GR: Scusa se torno su Fedez, ma è l’agenda politica a comandare. È una settimana che sui giornali lo manganellano di editoriali. Tra tutti ti segnalo quello di Candida Morvillo, l’altro giorno sul Corriere, che lo accusa di un pericoloso back to the roots, un ritorno alle legge della strada da cui proviene (il blocco di Rozzano e le piazze di Buccinasco, capitali del Nord della mitologia maranza), a quella “omologazione di periferia” da lui stesso citata nell’intervista a Belve. Il tormentone è “Puoi togliere Fedez da Rozzano, non Rozzano da Fedez”, roba da stand up di Vannacci, razzismo classista da bar dello sport: l’indignazione per l’attico a City Life o il macchinone che si è regalato come premio di consolazione dopo la separazione è solo la versione pimpata di quella per i migranti con il telefonino di salviniana memoria. A nulla è servita la lezione di American Fiction, film premio Oscar che ci mostra quanto siamo scorretti a pensare che ognuno debba stare al suo posto per non turbare i nostri sensi di colpa: Geolier a Secondigliano, Fedez a Rozzano e Baby Gang e Ilaria Salis in galera. Eppure non è passato troppo tempo da quando Federico veniva additato a bandiera della sinistra: la foto strappata di Bignami in divisa nazista, il discorso il difesa del DDL Zan, il bacio a Rosa Chemical, la beneficenza in pandemia, i like di Saviano e l’Ambrogino di Beppe Sala. Ma dal peccato originale “Born in Rozzano” non c’è scampo: il nuovo/vecchio Fedez, padre separato in giro per locali come in un film di Muccino, che riscopre la wilderness di cattive amicizie e serate nei peggiori bar di Caracas, ecco, è lo stesso Federico Lucia che qualcuno avrebbe voluto candidare alla segreteria del PD? Il moralismo bigotto che unisce i talk di Rete 4 al Salone di Torino è subito pronto a scaricarlo, dandolo per finito, senza neanche l’attenuante numero uno, ovvero che l’incoerenza del rapper è la stessa nostra, umanamente parlando. Come sempre è la trap a presentarci il conto. A proposito, l’hai sentito l’ultimo singolo di Simba LaRue? Si intitola Triste ed è una sorta di pentimento per tutte le malefatte («Ho voltato la pagina/ Non faccio più soldi facili/ Sto firmando vari contratti»). Forse è in cerca dell’Ambrogino, chissà. Più probabile che un suo pezzo di pochi mesi fa finisca nella colonna sonora di questa storia, si intitola Spedizione Punitiva: «Spedizione punitiva (bang) sopra un TMAX/ L’ultima cosa che vedi sarà la mia faccia da cazzo/ Passamontagna non serve».

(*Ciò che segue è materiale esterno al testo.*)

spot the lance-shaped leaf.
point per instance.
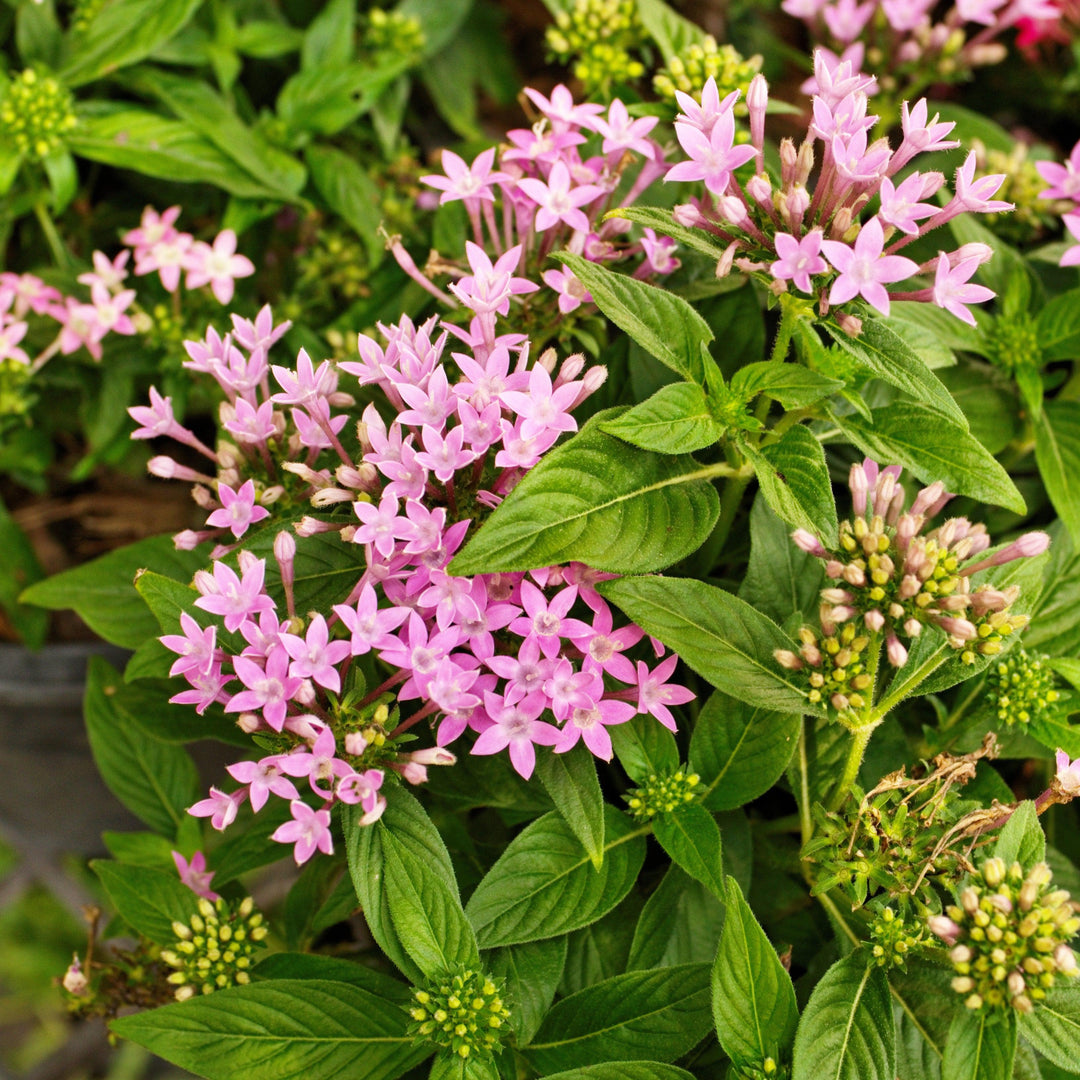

AP: Povero Simba. E povero Fedez. Ho visto anche una lettera di Baby Gang letta integralmente alle Iene, cioè spedita a uno delle Iene per chiedere clemenza, che mi fa tristezza soltanto l’idea. È in corso un attacco nel peggior stile qualunquista alla pretesa della trap di essere vera, veramente vera. Scene di lotta di classe in discoteca. Scansati ragazzino, lasciaci lavorare. Naturalmente la performance promozionale di Rovazzi che finge di farsi rubare il telefonino durante la live su Instagram è la pietra tombale su quasi tutto, a cominciare dal giornalismo in questo paese. Lo schema consolidato è quello della macchietta: Walter Chiari lo faceva con Marlon Brando, Alberto Sordi con i teddy boys, Verdone con i coatti e Corrado Guzzanti con Lorenzo il grunge. A Rovazzi toccano i maranza, che peccato avrebbero meritato una sorte migliore. «Maranza con la tuta del Barça/ che gira per Milano in 4 sopra l’Sh». E poi per non mitizzare troppo: «Se passa la Locale/ scappa come un Maranza». Adesso si arrabbiano tutti per l’onore violato della città ma la questione non è la notizia finta. No, è lo stile vero, verissimo di Rete 4/Il Giornale/Le Iene quando mandano in onda i servizi di cronaca con i dannati della terra, i maranza, gli spacciatori, gli occupanti di case, i clandestini islamici. A cominciare dal giornalismo in questo paese. Stessa regia, immagine, audio. Difatti la notizia stava altissima nella homepage di Repubblica praticamente subito, quindi non abbiamo scampo. Basta, ho bisogno di respirare, vado a sentire il nuovo album di Beth Gibbons Live Outgrows, di intensa maturità ho letto. Ah, è uscito anche il nuovo di Billie Eilish Hit Me Hard and Soft, leggerino ma per lei ho un debole. Sai che faccio? Li metto su insieme sull’impianto di casa e vado a fare due passi. Che si parlino loro intanto, qualcosa verrà fuori.